Supported Databases #

Connector Database Driver
mysql-cdc
  • MySQL: 5.6, 5.7, 8.0.x
  • RDS MySQL: 5.6, 5.7, 8.0.x
  • PolarDB MySQL: 5.6, 5.7, 8.0.x
  • Aurora MySQL: 5.6, 5.7, 8.0.x
  • MariaDB: 10.x
  • PolarDB X: 2.0.1
  • JDBC Driver: 8.0.27

    Dependencies #

    In order to setup the MySQL CDC connector, the following table provides dependency information for both projects using a build automation tool (such as Maven or SBT) and SQL Client with SQL JAR bundles.

    Maven dependency #

    <dependency>
        <groupId>org.apache.flink</groupId>
        <artifactId>flink-connector-mysql-cdc</artifactId>
        <version>3.2.0</version>
    </dependency>

    SQL Client JAR #

    Download link is available only for stable releases.

    Download flink-sql-connector-mysql-cdc-3.1.0.jar and put it under <FLINK_HOME>/lib/.

    Note: Refer to flink-sql-connector-mysql-cdc, more released versions will be available in the Maven central warehouse.

    Since MySQL Connector’s GPLv2 license is incompatible with Flink CDC project, we can’t provide MySQL connector in prebuilt connector jar packages. You may need to configure the following dependencies manually.

    Dependency Item Description
    mysql:mysql-connector-java:8.0.27 Used for connecting to MySQL database.

    Setup MySQL server #

    You have to define a MySQL user with appropriate permissions on all databases that the Debezium MySQL connector monitors.

    1. Create the MySQL user:
    mysql> CREATE USER 'user'@'localhost' IDENTIFIED BY 'password';
    
    1. Grant the required permissions to the user:
    mysql> GRANT SELECT, SHOW DATABASES, REPLICATION SLAVE, REPLICATION CLIENT ON *.* TO 'user' IDENTIFIED BY 'password';
    

    Note: The RELOAD permissions is not required any more when scan.incremental.snapshot.enabled is enabled (enabled by default).

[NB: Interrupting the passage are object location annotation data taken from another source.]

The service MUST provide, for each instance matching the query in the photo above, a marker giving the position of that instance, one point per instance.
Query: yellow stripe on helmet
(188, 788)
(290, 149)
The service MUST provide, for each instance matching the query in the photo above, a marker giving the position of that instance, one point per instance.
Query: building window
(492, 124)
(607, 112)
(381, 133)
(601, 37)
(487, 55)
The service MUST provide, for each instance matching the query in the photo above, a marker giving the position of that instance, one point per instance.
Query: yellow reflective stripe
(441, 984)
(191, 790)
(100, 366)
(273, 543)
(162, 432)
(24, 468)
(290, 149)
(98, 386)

    1. Finalize the user’s permissions:
    mysql> FLUSH PRIVILEGES;
    

    See more about the permission explanation.

    Notes #

    Set a different SERVER ID for each reader #

    Every MySQL database client for reading binlog should have a unique id, called server id. MySQL server will use this id to maintain network connection and the binlog position. Therefore, if different jobs share a same server id, it may result to read from wrong binlog position. Thus, it is recommended to set different server id for each reader via the SQL Hints, e.g. assuming the source parallelism is 4, then we can use SELECT * FROM source_table /*+ OPTIONS('server-id'='5401-5404') */ ; to assign unique server id for each of the 4 source readers.

    Setting up MySQL session timeouts #

    When an initial consistent snapshot is made for large databases, your established connection could timeout while the tables are being read. You can prevent this behavior by configuring interactive_timeout and wait_timeout in your MySQL configuration file.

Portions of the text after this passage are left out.